This Friday (29 November) is Black Friday, a discount shopping event South Africans have happily embraced.
Last year, BankServAfrica reported that local shoppers spent nearly R3-billion in 4,8-million Back Friday sale transactions, and this year’s sale is expected to be even bigger.
With bargain hunters already flexing their clicking fingers to snap up bargains online, Fortinet warns that not all online offers are a good deal.
“Big events like Black Friday are a perfect opportunity for cyber criminals to flood inboxes with ‘special offers’ that don’t exist, leading shoppers to fake websites where they part with their banking details to fraudsters,” says Doros Hadjizenonos, regional sales director at Fortinet.
“Shoppers who fall for these phishing attacks will not only not receive the goods they ordered – they could also become victims of identity theft and have their bank accounts cleaned out by criminals.”
South Africa is not immune from phishing attacks: recently, Fortinet researchers studying phishing domains found that South Africa was among the top 20 countries targeted in a large influx of phishing attacks. In addition, 59% of all successful ransomware infections are also transported via phishing scams.
Last year, payment card fraud cost South Africans over R873-million, according to the SA Banking Risk Information Centre (Sabric), and many of the losses occurred in transactions where the card was not present – such as in online shopping.
Shoppers are particularly vulnerable to phishing attacks when they’re sifting through masses of special offer emails, or sitting up at midnight hoping to grab the best bargains.
To avoid being fleeced this Black Friday, Fortinet recommends:
* Don’t click through to websites from emails. Before clicking on a link, hover the mouse over it to check the URL. If it replaces letters with numbers, such as amaz0n.com don’t click on it. If you see a tempting deal, rather type in the known site URL and look for the deal yourself.
* Be sceptical. Unusually low prices and high availability of hard to find items are red flags for scam sites. There are some good deals out there, but be very cautious if a deal looks too good to be true.
* Phishing attacks can also be carried out through rogue mobile apps, which can also be used to mine for data or install ransomware. Be wary of unexpected invitations to install new apps on your mobile device.
* Stick to reputable online retailers. If a site looks unprofessional, has lot of popups, bad grammar, unclear descriptions and misspelled words, it may not be legitimate.
* Make sure your connection is secure.
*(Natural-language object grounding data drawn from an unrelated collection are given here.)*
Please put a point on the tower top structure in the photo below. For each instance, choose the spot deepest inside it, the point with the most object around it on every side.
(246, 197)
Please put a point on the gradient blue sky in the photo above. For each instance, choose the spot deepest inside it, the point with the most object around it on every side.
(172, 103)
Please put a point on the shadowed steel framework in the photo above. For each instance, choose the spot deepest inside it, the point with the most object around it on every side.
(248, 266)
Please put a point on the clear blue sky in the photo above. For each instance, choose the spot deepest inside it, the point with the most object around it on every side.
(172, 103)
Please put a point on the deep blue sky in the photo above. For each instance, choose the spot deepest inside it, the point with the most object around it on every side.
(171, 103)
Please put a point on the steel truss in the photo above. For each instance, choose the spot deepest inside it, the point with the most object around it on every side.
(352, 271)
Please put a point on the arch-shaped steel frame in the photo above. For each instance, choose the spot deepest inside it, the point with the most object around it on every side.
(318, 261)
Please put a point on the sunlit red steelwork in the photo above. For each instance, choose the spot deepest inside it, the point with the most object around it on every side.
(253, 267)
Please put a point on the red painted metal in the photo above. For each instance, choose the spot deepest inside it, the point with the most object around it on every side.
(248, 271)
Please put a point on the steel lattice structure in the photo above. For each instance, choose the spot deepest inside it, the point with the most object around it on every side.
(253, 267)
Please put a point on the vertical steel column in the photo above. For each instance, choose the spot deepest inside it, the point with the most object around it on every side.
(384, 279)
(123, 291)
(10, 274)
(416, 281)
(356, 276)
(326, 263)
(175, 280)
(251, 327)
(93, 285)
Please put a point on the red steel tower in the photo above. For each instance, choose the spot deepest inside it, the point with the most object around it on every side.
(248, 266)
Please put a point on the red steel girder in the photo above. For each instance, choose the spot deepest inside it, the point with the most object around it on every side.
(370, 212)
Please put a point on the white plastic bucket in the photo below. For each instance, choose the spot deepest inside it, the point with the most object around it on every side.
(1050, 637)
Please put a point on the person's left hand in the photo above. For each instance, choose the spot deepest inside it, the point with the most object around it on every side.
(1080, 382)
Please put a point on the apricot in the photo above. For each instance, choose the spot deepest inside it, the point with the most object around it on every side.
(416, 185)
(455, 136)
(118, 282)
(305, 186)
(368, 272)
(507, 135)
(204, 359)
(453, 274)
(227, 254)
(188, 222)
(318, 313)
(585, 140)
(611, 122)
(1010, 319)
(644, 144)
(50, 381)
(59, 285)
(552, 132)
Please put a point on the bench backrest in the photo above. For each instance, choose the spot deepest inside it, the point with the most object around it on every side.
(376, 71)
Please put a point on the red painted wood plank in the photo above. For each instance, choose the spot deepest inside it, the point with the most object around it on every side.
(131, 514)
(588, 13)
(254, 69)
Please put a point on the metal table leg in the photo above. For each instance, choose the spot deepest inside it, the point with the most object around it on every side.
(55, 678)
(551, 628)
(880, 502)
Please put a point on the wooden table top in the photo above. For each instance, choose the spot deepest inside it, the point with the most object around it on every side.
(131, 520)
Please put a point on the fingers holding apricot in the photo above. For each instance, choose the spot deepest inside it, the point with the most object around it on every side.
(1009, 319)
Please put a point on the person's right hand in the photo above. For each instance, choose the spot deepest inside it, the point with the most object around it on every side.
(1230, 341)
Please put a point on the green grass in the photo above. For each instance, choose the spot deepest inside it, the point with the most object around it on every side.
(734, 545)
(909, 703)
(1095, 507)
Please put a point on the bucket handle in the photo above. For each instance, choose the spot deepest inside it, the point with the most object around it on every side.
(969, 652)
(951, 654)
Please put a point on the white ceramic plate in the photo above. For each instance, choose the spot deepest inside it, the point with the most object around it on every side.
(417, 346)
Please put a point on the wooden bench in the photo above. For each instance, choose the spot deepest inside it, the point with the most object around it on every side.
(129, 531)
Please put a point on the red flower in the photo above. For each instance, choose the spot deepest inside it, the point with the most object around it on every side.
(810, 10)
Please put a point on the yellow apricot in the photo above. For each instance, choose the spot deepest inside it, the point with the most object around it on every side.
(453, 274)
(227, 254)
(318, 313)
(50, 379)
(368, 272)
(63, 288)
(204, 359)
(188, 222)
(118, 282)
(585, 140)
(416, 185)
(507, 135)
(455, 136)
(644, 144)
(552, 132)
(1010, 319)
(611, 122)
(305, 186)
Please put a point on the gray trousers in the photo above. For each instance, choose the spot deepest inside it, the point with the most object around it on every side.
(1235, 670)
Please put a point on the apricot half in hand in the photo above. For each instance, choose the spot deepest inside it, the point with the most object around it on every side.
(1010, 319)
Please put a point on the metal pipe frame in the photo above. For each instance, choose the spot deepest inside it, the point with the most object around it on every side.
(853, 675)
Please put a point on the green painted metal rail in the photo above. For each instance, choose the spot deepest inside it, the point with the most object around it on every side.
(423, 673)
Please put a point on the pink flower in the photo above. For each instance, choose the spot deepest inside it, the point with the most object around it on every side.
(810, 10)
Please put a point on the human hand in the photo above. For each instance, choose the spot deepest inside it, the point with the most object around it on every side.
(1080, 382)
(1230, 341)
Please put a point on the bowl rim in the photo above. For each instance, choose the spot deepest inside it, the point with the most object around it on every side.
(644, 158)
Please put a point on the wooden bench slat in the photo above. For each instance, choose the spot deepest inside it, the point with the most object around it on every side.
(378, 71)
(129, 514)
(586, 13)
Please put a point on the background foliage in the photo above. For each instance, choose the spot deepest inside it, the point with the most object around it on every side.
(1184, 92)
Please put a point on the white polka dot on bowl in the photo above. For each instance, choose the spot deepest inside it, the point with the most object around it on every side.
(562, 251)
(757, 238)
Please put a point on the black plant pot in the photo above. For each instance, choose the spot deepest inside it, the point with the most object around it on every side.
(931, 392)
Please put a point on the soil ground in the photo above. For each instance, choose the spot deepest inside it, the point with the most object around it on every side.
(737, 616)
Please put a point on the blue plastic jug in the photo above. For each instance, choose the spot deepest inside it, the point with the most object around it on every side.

When you are about to make a purchase, look at the address bar of your browser and make sure that it starts with https:// rather than http://, or look for a small lock icon on your browser. These mean that your transaction is protected.
* Before shopping, check the payment mode. Avoid sites that require direct payments from your bank, wire transfers, or untraceable forms of payment.
* Use your credit card and not your debit card to make a purchase, as most credit cards have built-in fraud protection and are not directly connected to your savings account. Even better – use a credit card that has limited credit available: that way, there are limited funds available to be potentially stolen.
* Don’t fall for emails or phone calls apparently from your bank, asking you for personal information or card PIN numbers. If the communication sounds legitimate, call your bank back yourself.
* Subscribe to your bank’s SMS notification service to be alerted to every transaction.
* Make sure all your devices are updated and patched. Providers issue regular security updates designed to protect you from known threats.